Two weeks ago on the blog, I suggested a fiduciary standard for life insurance advice sufficiently rigorous that no life agent or broker can meet it. Their dependence on commissions for compensation and, more so, the restrictive nature of the life company and securities licenses they hold inevitably stand in the way.
I pointed out that the sellers of securities products, such as variable life insurance and annuities as well as individual securities and mutual funds, are held to a much less demanding “suitability” standard in dealing with clients. It is a pretty nebulous criterion, and the aggrieved investor has a very difficult time proving a negative – that the recommended investment was not suitable for the investor’s circumstances.
Even so, the leading organization for life insurance agents, The National Association of Insurance and Financial Advisors (NAIFA) went on record this week opposing even the minimal suitability requirement for their members.
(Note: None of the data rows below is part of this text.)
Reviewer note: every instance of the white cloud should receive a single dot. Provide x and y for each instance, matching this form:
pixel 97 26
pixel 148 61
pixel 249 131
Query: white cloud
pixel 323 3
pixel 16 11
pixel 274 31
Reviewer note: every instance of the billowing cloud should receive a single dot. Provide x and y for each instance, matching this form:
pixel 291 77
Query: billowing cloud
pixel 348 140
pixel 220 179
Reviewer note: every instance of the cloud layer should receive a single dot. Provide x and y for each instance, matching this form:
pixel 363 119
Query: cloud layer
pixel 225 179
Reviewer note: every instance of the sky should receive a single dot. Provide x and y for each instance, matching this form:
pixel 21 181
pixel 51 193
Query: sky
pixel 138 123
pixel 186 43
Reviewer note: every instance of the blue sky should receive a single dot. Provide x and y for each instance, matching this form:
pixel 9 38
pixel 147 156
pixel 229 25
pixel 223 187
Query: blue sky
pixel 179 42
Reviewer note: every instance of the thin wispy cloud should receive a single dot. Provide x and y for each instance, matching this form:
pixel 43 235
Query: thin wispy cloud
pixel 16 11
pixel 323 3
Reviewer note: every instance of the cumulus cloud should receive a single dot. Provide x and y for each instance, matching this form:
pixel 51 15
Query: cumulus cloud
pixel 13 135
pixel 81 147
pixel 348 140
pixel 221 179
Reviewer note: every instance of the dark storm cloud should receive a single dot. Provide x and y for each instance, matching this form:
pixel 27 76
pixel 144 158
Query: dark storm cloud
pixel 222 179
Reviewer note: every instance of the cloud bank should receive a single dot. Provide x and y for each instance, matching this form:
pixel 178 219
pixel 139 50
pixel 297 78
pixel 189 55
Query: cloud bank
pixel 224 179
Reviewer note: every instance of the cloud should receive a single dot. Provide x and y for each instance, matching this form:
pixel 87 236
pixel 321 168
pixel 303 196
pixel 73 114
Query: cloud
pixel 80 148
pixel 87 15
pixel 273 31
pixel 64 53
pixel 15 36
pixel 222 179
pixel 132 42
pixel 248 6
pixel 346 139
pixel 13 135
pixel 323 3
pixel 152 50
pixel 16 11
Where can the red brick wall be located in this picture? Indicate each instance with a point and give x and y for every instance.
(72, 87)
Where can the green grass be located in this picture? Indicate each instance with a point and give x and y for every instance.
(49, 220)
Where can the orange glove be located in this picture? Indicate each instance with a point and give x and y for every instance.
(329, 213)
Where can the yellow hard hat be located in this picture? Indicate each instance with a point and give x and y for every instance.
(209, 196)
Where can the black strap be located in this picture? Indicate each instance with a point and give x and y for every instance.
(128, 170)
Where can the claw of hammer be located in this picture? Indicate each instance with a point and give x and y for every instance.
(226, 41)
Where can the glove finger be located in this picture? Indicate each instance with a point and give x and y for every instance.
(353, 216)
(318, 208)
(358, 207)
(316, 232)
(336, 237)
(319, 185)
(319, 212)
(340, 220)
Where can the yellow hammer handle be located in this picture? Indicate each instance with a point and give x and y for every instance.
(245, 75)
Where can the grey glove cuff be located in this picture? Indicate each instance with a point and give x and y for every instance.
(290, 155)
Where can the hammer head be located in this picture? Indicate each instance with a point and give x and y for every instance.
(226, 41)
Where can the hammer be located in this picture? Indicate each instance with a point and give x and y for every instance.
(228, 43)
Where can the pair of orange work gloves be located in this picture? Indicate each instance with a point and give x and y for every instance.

They claimed that the May recommendation of the Financial Industry Regulatory Authority (FINRA; formerly, the National Association of Securities Dealers – NASD) would duplicate the regulatory activity of the states.
The claim seems dubious at best. Even to call it laughable would be kind. State insurance department regulations imposing any sort of suitabilty requirements either don’t exist or aren’t enforced. If you hae any experience to the contrary, we’d certainly like to hear from you.
One right-minded, contrarian agent quoted in the online Wall Street Journal article on the subject (”Compliance Watch: Suitability Standard Gets Chilly Reception”) had it right when he said, “For too long, too many sales have been based on questionable suitability only so the rep can make a commission.” Sad, but true. Now what do we do about it?